Web Magazine for Information Professionals

Interface

Derek Law talks to Lyndon Pugh about the print / electronic transition, networking, eLib and other matters.

picture of Derek LawThere are a number of ironies to be savoured while talking with Derek Law at Kings College London. The library of what was a well known religious institution preparing Anglicans for teaching and the church is now run by a scion of a Scottish Presbyterian family. Known for its strengths in the humanities, the College has produced five Nobel Prizewinners in topics including X rays, DNA and beta blockers. The route to Derek’s room passes the chapel, where the sound of a requiem mass filtered out. Against this background, the conversation ranged across the print/electronic transition, networking, eLib and the Research Assessment Exercise.

We began with the current research programmes in information science and librarianship, where optimism is tempered with caution: “There are threats. One is that we will spend a lot of time ignoring research outcomes and reinventing wheels, because we are not always linking practitioner-relevant research and the libraries. I think this is because we take a narrow view of what is relevant and in particular ignore groups working in the areas of business information and health information research. Practitioner research cannot only be done in research centres. Major research initiatives such as eLib also have a human cost. We create work for people, but offer them no long-term future. It is appropriate that anyone who wants to do research, has a valid project, is good enough and can find the funding, should be allowed to do so. But what happens when the programme ends? We will have a large number of well trained people without jobs. The talent is there but there is a danger we will waste it. In this respect the old BL R&D Department evinced a healthy approach to closing research centres and opening new ones to ensure that expertise moved around.”

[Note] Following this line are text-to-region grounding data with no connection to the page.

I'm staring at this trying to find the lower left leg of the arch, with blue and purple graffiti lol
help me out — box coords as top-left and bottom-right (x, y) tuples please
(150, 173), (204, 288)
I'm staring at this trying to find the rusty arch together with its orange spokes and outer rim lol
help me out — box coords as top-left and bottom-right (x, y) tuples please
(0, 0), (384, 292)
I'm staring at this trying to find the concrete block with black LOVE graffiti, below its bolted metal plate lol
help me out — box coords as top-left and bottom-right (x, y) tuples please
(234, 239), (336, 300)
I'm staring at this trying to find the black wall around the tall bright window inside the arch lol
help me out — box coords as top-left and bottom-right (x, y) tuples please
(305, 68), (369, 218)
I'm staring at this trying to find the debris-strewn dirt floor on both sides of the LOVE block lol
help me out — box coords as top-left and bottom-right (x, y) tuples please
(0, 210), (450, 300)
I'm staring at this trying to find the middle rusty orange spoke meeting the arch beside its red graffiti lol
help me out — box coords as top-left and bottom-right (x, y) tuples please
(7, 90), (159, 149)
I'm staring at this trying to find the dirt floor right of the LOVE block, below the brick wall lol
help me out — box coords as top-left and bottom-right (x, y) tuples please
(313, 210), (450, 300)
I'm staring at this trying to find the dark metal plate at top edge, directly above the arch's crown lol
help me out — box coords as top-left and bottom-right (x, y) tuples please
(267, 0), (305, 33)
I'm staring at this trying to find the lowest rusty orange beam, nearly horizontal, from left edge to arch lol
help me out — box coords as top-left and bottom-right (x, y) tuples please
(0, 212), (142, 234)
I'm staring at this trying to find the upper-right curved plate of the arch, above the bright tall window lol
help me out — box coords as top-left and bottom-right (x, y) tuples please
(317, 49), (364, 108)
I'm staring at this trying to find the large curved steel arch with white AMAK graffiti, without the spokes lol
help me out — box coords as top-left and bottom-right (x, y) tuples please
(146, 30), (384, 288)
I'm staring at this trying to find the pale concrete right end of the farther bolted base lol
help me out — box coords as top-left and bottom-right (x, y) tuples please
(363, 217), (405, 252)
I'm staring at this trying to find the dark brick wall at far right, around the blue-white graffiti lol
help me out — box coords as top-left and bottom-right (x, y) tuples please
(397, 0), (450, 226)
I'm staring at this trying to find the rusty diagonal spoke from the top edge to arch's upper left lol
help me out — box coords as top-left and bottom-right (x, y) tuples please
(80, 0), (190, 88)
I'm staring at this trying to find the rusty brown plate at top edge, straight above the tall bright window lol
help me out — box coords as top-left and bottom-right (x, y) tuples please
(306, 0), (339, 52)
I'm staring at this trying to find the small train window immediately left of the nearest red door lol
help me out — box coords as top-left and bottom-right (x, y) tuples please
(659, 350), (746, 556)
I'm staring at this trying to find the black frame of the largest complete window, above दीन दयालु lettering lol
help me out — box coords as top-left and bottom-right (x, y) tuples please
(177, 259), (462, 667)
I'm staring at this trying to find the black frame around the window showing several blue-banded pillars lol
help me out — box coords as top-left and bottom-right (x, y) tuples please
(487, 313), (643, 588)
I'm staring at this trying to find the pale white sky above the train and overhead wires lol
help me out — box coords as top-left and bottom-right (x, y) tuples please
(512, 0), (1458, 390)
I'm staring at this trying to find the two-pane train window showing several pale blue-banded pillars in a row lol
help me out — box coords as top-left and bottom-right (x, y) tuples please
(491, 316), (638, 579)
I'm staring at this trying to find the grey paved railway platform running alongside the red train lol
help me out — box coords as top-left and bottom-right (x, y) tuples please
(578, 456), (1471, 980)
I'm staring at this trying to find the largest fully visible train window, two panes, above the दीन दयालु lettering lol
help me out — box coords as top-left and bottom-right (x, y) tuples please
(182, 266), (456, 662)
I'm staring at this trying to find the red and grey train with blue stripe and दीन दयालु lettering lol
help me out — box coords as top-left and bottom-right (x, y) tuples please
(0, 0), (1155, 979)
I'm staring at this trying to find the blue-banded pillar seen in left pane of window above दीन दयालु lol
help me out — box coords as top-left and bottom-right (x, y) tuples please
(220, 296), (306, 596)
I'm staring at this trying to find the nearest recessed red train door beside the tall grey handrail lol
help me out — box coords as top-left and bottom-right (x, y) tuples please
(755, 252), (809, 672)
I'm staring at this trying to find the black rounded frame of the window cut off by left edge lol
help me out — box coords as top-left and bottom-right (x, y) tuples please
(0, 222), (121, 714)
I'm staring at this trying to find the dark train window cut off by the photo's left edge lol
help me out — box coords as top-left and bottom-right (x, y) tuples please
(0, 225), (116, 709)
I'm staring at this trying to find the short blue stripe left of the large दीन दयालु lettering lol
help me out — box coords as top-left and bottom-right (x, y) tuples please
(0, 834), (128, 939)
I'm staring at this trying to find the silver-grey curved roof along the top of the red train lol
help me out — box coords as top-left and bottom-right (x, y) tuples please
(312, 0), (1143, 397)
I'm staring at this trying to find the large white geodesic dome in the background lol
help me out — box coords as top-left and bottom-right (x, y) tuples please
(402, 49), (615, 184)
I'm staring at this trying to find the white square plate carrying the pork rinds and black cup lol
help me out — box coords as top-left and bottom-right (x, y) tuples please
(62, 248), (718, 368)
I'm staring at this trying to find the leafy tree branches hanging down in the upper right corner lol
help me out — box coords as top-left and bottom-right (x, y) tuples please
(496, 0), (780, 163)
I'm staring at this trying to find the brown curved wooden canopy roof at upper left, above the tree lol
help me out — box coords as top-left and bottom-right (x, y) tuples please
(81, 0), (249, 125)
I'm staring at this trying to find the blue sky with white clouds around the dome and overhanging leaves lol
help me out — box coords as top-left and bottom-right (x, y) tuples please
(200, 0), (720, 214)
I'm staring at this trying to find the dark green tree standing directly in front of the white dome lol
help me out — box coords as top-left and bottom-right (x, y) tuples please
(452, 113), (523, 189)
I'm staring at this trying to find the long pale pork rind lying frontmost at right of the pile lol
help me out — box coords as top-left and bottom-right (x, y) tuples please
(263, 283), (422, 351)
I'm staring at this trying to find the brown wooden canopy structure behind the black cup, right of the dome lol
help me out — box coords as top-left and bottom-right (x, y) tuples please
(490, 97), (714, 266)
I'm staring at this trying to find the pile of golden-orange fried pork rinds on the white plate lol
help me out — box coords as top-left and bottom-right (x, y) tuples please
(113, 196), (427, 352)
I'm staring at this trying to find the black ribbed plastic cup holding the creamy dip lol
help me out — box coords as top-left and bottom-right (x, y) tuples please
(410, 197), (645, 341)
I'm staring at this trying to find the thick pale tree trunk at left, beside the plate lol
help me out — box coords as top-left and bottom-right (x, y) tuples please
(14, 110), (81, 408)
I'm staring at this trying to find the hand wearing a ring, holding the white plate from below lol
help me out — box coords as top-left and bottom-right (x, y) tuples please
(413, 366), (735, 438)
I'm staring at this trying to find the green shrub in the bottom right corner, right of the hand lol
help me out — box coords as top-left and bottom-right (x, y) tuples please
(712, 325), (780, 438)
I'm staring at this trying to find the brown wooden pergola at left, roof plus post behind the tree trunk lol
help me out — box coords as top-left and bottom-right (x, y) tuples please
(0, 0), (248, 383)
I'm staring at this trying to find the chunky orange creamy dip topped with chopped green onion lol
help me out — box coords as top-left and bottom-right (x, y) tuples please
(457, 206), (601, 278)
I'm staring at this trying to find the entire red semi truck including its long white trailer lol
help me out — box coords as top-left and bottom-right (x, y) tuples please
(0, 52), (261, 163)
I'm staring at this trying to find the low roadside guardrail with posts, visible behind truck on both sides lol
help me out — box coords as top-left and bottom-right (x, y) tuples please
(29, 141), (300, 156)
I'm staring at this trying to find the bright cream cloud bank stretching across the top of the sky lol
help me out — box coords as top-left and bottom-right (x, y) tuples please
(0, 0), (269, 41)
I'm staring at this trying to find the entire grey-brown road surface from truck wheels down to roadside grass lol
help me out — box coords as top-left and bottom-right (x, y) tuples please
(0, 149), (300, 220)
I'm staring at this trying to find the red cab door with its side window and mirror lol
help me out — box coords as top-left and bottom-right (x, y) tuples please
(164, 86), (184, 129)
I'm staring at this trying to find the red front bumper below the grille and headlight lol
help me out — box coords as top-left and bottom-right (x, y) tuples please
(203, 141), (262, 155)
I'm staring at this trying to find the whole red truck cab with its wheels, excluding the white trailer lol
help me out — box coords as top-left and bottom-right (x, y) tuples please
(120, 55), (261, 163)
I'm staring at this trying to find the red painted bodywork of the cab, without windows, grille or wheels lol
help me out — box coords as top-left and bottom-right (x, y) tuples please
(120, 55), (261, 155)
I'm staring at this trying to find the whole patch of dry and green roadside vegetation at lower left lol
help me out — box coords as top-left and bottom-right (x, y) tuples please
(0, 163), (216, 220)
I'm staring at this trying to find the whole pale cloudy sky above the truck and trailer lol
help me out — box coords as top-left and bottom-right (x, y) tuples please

The debate also encompassed the impact of eLib, much of which would be considered to be research if it had been funded by anyone else: “The influence of JISC in general and eLib in particular has been seminal. Critics may say that many eLib projects have not delivered on time or have not delivered what they set out to do within their original budgets. Some of them have come back and asked for more money to do what they were first commissioned to do. Nevertheless, the impact on professional thinking in a time of transition has been massive. Everyone gains, and we now have an enormously richer set of resources with a well of experience. The hybrid library projects in particular will be crucial.”

Q: Do you think we’ve reached a consensus on how we manage our organisations? A: “Convergence will wax and wane, but I doubt that there will be a wholesale return to the old patterns. One thing that intrigues me is why convergence is largely a UK phenomenon? I think the big issue is integration lower down the structures, and things might not have been helped by the fact that there are often local and ad personam reasons for converging.”

Some institutions are taking things further, and virtual university projects are appearing in eLib and in strategic plans. I asked Derek how he viewed this: “I look at it with a degree of ambivalence when based in a university which will recruit highly qualified school leavers into the foreseeable future. For me distance learning equals out of the line of sight. The typical university, if there is one, has four campuses. Is remote teaching between sites distance learning? I don’t think that the university as a physical place will vanish, although there is a different argument that says there are too many universities and we should get rid of some. By extension, although it used to be said that all you needed to run a medical library was a pad of ILL forms and a telephone, the library will also survive as a physical entity. The role of the library as a social space is much undervalued”

The issue of skills is bound up with the changes we discussed, and here Derek is firmly upbeat. He considers it unlikely that the burgeoning use of IT skills will lead to a loss of influence for librarians: “Mediators will be needed to filter information, just because there’s so much of it. The old gag, that half of my library is useless but I don’t know which half, applies to the net too. The information - user link is not strong if it is simply bilateral; it is influenced by the institutional background.” He believes that the old professional skills will still be needed in new forms. Where he does see a change is in the requirement to “restyle training and user support. We also need to understand that training in the use of electronic sources of information will involve a radical departure from current practice and here Dearing’s Institute for Learning and Teaching might play a role. Our professional bodies should be lobbying for information managers and information management skills to be included.”

There have been times in the past when Derek Law has been acerbic about public librarians. I asked him if he wished to consider the matter again: “That’s true, but my comments have always been well meant and intended to be supportive of the public library service. I’m critical of the apparent realignment of public libraries with leisure services, but in the last 18 months things have changed, although I’m not totally clear on the vision that encompasses the public libraries. Things like EARL and The People’s Network obviously make a difference, and the message that is now being understood in many public libraries is that the Internet is the window on the world.”

We started with High Anglicanism and had arrived at the WWW. This seemed an appropriate place to stop.

Author details

Derek Law is Director of Information Services and Systems at Kings College London.